Respected Veda Vyasa,

I am writing this letter to you on my behalf and on behalf of many of your admirers over many centuries. Even when I was a very little kid, I have wondered about you and what type of a person you were growing up. What influenced you to write Mahabharat? Was there any influence in your life that triggered you to think of writing this great epic?

Many people believe that you were mostly documenting what you saw happening around you. Some even think that you may only started writing. They believe that other poets added many more verses to your original work. Did you have many of your disciples helping you in writing, with you as the editor? Do you think many others after your life have added to your original verse, to bring it to this size of the worlds longest verse? I know it is a stupid question. How could you know what happened after your death? You can at least tell us what you wrote and what was your actual contribution.

There are many areas of the epic that concerns many of us. I will tell you one at a time. I will ask you about the characters in your epic. I will also ask you about some of the events.

As you know, there are many inconsistencies in your characters. The moral and human values in your story are below the standard of our expectations. If the royal families and the leaders of the society during those times had questionable value system, ordinary citizens, who need to look up to them as idols, would have been suffering from much worse cultural life quality. Sometimes, we wonder about the societal values and the social infrastructure during your time, with the assumption that your writing reflects the society. You also justify many wrong things through your characters.

One of our serious concerns is to do with women in your epic. Starting from Mother Ganga, you have misrepresented women and their attitude to marriage, motherhood and basic humanness of women. Mother is the most sensitive person for any child compared to all others, including the father. As we all know mother will give up anything for the good of the child. Mothers are never selfish and temperamental especially when it comes to her children.
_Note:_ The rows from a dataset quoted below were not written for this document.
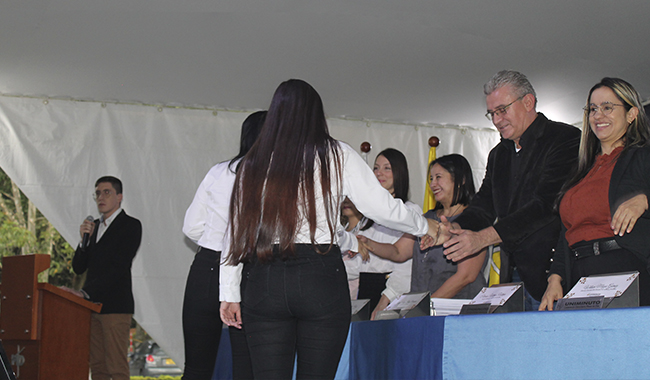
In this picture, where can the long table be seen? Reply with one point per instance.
(588, 344)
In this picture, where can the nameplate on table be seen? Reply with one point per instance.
(580, 303)
(617, 289)
(407, 306)
(496, 295)
(608, 286)
(406, 301)
(478, 308)
(360, 310)
(357, 305)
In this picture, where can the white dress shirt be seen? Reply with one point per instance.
(206, 220)
(399, 281)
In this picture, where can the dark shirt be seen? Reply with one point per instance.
(518, 194)
(108, 262)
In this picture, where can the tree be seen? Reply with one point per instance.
(24, 230)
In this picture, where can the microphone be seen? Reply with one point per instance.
(86, 237)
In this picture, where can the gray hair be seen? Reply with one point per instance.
(516, 79)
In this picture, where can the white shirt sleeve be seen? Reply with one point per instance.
(196, 214)
(347, 241)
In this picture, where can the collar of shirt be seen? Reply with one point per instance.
(531, 133)
(107, 222)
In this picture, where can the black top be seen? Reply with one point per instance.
(518, 193)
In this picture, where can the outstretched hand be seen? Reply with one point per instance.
(628, 213)
(465, 243)
(553, 292)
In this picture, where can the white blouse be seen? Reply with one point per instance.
(206, 220)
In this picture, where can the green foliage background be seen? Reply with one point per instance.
(24, 230)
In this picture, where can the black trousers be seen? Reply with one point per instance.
(201, 321)
(370, 287)
(619, 260)
(299, 306)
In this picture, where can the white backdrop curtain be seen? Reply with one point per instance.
(55, 150)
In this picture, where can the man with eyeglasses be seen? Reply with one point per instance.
(525, 171)
(113, 241)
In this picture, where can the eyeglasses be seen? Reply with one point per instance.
(501, 110)
(99, 193)
(605, 108)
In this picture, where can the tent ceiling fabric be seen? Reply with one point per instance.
(413, 62)
(407, 61)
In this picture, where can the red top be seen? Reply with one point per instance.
(584, 209)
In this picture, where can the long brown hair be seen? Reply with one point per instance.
(275, 189)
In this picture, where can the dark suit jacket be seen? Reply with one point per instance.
(108, 262)
(630, 177)
(520, 205)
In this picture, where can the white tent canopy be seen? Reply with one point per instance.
(392, 73)
(55, 150)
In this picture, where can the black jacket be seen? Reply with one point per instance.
(109, 264)
(520, 204)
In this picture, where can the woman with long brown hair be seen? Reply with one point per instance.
(284, 216)
(604, 207)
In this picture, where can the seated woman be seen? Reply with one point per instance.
(379, 279)
(451, 181)
(604, 206)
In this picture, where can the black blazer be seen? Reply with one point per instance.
(108, 262)
(630, 177)
(520, 204)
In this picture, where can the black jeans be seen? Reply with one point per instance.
(297, 306)
(201, 321)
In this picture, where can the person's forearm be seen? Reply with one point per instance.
(384, 250)
(489, 236)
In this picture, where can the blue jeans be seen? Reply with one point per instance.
(296, 307)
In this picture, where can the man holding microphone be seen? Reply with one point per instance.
(108, 247)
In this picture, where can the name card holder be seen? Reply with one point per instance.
(503, 298)
(407, 306)
(513, 304)
(360, 310)
(616, 290)
(629, 298)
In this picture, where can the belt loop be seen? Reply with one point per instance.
(596, 248)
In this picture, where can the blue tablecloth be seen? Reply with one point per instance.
(589, 344)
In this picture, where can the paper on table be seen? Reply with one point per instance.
(495, 295)
(406, 301)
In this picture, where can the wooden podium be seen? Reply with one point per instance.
(44, 330)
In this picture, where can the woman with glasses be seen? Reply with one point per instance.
(604, 206)
(381, 280)
(452, 183)
(295, 302)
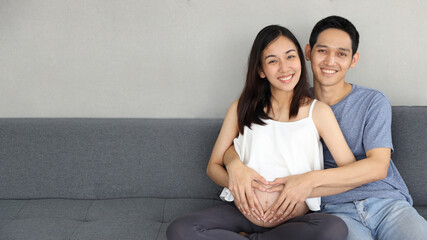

Our culture regards Mother Ganga with the highest regard. What made you think of the way you have characterized her? Do you realize that you have set a very bad example of motherhood just at the beginning of your epic?

Let us talk about your mother, Matsyagandha. Was it common for Rishis, who are revered for their knowledge, maturity and self-control to take advantage of women out of wedlock? You have narrated similar questionable practices throughout Mahabharat in case of Kunthi, Draupadi and Gandhari. The situations and instances are different, but the underlying impression you give is not to be proud of our women in those days. Let us also agree that it takes two hands to clap. Men were worse in this regard. Arjuna, Bheema and other leading characters had many women in their life. The children they fathered were "legitimate" from the point of view of social structure depicted in your epic. Both Pandavas and Kauravas let Draupadi be stripped in the royal court. Was this a practice in the culture that you had witnessed in real life? What kind of impression does it give if people from other religions read about this? I have serious problems in this particular case whether it is a true story that you documented, or it was just your wild imagination. I get a bad impression about you especially if it is your imagination. How could Ganesha write this type of narrations and incidents when you were depicting? Bear in mind that he was expected to understand this scene before writing. Do you remember that Ganesha is believed by us not to be thinking of topics like this? I do not really get as much of a bad impression on Dushyasana or Duryodhana about this event as I would get of you and Ganesha. I strongly feel that this event is all your imagination. You probably needed some worldly emotional outlet away from your position as a sage. You were dreaming of many things forbidden for a sage, taking the excuse of being a poet.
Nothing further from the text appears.